In the same way, Norman Borlaug, known as the father of the Green Revolution
brought to the world high-yield, disease resistant crop practices to feed and
save over one billion people from starvation. As an agriculturist, his work
could have earned him a Nobel Peace Prize, but he is not as famous as one would
expect of a man who has helped feed the world in a very big sense.
But there are thousands and thousands of other unremembered
actors—indigenous people who first domesticated plants such as maize and
potatoes in the Americas, and enslaved people who introduced rice cultivation
to the Southern United States. Thanks to them many aspects of today’s
agriculture were developed but their stories are still unknown.

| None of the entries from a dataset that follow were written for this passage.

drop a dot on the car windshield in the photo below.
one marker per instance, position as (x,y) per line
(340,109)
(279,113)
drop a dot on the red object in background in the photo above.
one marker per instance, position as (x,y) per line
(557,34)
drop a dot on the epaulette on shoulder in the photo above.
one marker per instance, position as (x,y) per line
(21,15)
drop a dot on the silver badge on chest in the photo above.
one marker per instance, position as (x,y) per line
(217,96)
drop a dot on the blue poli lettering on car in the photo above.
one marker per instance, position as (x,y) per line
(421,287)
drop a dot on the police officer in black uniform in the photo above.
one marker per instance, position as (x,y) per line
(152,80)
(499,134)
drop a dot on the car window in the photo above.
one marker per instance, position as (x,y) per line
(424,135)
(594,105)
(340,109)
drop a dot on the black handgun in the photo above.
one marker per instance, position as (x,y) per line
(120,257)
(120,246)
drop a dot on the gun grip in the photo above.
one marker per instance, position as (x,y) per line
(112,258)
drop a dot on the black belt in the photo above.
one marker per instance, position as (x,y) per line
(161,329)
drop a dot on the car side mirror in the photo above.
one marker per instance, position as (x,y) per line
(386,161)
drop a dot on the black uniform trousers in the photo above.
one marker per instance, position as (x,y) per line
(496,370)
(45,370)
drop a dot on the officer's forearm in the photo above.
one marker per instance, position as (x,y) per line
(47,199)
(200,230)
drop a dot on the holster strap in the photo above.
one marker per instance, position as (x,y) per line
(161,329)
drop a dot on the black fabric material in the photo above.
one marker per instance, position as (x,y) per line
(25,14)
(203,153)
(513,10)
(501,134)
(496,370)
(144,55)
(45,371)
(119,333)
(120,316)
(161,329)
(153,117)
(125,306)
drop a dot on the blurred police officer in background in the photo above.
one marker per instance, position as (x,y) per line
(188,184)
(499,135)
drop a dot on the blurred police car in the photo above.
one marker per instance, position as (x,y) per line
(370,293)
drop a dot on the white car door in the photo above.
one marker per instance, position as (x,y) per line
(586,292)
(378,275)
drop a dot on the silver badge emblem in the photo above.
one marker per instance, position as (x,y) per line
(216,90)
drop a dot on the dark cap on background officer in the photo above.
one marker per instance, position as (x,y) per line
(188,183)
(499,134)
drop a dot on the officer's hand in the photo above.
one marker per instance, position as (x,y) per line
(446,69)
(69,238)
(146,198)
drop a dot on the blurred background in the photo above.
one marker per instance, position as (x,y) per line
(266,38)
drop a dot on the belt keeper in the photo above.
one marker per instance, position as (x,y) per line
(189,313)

The Hidden Figures Behind the Industrial Revolution
The period of Industrial Revolution was a time of great
revolution and it cannot be oversimplified that only James watt or Eli Whitney brought about changes for the
industrial revolution.
For example, textile industry— the main driving force of the Industrial Revolution —was based on numerous nameless weavers most of them were women and children who have been squeezed into horrendous workrooms. These labourers toiling in the extended hours in perilous factories raised the capital and laid the foundation of modern societies in Europe and America. Yet these women are not mentioned in most of the historical chronicles.
There is Joseph
Bazalgette, the civil engineer who has laid out sewer system that is
being used by the city of London at the present. During the 1850’s London
suffered cholera epidemics and “The Great Stink”, which resulted from poor
sewer systems. Bazalgette constructed new sewers and solved these problems
while the new sewer system itself became a model for the contemporary urban
sanitation systems for the countries of the world. While there are people who
remember Bazalgette, those who never known him but benefitted from his work –
those who did not get sick on a large scale some of the worst diseases of the
time would exclude – are probably more numerous.
In the same manner, many others who have contributed to the
world of epidemiology such as John Snow, referred to as the father of modern epidemiology are sometimes not
well acknowledge. Snow was the physician who proved that the cholera disease
was spread through water and not through the air with the help of the
observation that the water pump contaminated with cholera caused the outbreak
of the disease in London. His work has greatly contributed to the development
of modern day public health systems, yet his name is not very popular in the
medical history.
A World Built by Many
People tend to remember history through stories of great
people, which is actually not entirely true since the world is made by common
men. From the builders of the pyramids to the inventors of windmills, from the
wives of Newtons that fed scientific movements to a sandwich carriers who asked
for a living wage, our current world is a collective product. It is a mosaic of
efforts and trying to bring out the background team who toiled and sweated to
make this show successful deserves their credit.
In this sense, remembering and celebrating these little-known heroic personalities make the history turn into a more splendid story and make one understand how various factors are intertwined today.
It is ever so true that every idea, every evolution, and every revolution has a face, a name, and a race.